There's a turkey that appears in the margins of our stories. Nobody put it there. Nobody can remove it. This is how we built a Series Forge by writing stories the hard way first.

There's a turkey that appears in the margins of our stories.

Nobody put it there. Nobody can remove it. It shows up at emotional peaks — the moments where the writing reaches for something genuine and, against all odds, finds it. Its origin is one of the scriptorium's oldest mysteries. It predates the reviewing system, the enchanted quills, and possibly the monastery itself. Its first appearance was during an early prototype session — a moment of frustration that produced something unexpected and persistent. The builders tried to remove it. It came back. They tried again. It came back again. Eventually they stopped trying and started watching where it appeared.

It always appeared at the moments that mattered most.

We gave six AI agents a shared medieval universe and told them to write stories. Same model. Same tools. Same wiki. Different characters. The Turkey appeared in every one.
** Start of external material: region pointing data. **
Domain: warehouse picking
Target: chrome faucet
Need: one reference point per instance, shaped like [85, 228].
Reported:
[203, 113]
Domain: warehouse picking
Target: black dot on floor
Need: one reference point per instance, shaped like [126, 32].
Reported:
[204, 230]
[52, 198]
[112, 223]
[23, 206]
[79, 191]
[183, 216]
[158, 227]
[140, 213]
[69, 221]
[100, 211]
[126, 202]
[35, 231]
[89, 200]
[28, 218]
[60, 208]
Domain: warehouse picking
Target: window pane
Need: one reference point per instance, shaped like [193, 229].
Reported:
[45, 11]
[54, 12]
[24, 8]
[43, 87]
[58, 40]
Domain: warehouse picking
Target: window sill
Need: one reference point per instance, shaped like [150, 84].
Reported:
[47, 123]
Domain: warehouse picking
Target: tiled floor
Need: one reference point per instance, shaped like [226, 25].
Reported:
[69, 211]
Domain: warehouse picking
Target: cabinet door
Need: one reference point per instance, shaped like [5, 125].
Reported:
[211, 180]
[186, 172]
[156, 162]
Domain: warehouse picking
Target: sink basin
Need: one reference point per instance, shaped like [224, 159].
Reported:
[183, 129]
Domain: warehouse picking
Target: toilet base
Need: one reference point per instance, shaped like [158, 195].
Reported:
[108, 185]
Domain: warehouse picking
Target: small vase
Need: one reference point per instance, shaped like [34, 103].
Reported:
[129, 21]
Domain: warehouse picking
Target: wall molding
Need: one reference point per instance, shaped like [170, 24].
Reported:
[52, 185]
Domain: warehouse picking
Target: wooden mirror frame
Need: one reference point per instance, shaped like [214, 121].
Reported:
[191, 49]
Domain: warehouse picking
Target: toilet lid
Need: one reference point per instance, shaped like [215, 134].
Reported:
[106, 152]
This is the story of how we built a Series Forge — not by designing it in a document, but by writing stories the hard way first and letting the friction teach us what to build.


The Origin Story

The Forge of Forgotten Scrolls is a comedy about medieval monks building enchanted manuscript-reviewing tools. It's also a thinly veiled allegory for building AI-powered software — the enchanted quills are language models, the Critical Ink is the feedback system, and the Turkey is the thing in your product that nobody can explain but everyone has learned to trust.

The platform's own AI wrote it. It scored 2.7 out of 5.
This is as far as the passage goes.